Neither is formally aligned with any of the 2012 candidates, but both are making moves to create another groundswell of evangelical voters in Iowa that could again threaten Romney’s effort.
“Eighty to 90 percent of this constituency will not vote for Romney,” Lane said.
Family Leader forum
On Saturday, Vander Plaats will host a forum here with candidates to highlight abortion and other moral-values issues. Romney will not be present. Lane has again been hosting the private pastor events in key primary states, and next month he is helping to organize a public prayer and fasting event in Cedar Rapids. He says all of the GOP candidates will be invited.
More than likely, Romney will not be present, given what Lane has said about Romney’s religion.
The Lane event is modeled on “The Response,” the Christian rally in Houston that Lane helped organize in August. Texas Gov. Rick Perry was the featured speaker.
Vander Plaats now runs a social conservative group called the Family Leader, which will host the Saturday event, and says an endorsement could follow. Such an endorsement could make a critical difference for the candidate who gets it.

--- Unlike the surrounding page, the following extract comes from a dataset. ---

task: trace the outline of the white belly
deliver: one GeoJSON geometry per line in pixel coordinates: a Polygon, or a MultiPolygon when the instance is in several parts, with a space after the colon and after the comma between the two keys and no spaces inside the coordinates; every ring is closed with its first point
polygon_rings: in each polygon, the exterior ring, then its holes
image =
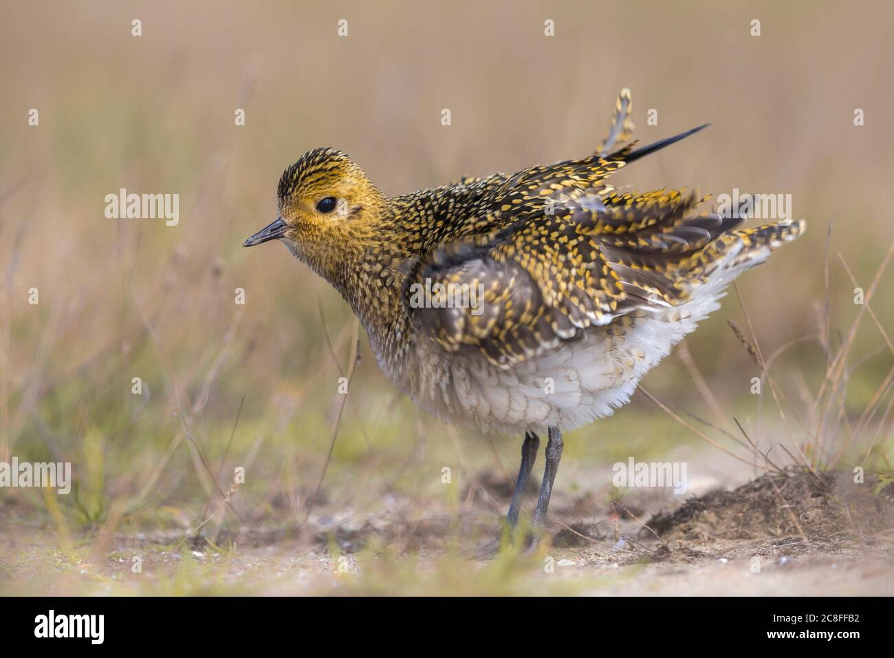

All the leading Republican candidates are scheduled to attend Saturday’s event except for former Utah governor Jon Huntsman Jr., who has effectively written off Iowa, and Romney. Romney aides did not say why he is not attending the forum but noted that he has attended numerous other conservative gatherings.
Evangelical Christians made up more than half of all the voters in the 2008 Iowa caucuses and will probably be the decisive voting bloc again in 2012. If the 2008 scenario repeats itself, the coalition of pastors and other influential Christian conservatives led by people like Vander Plaats and Lane would have enormous influence in deciding which candidate has the chance to stitch together a win out of the anti-Romney sentiment among evangelicals. Vander Plaats does not think it will take that much to win, arguing that it is possible to win the caucuses with much less than a majority of voters.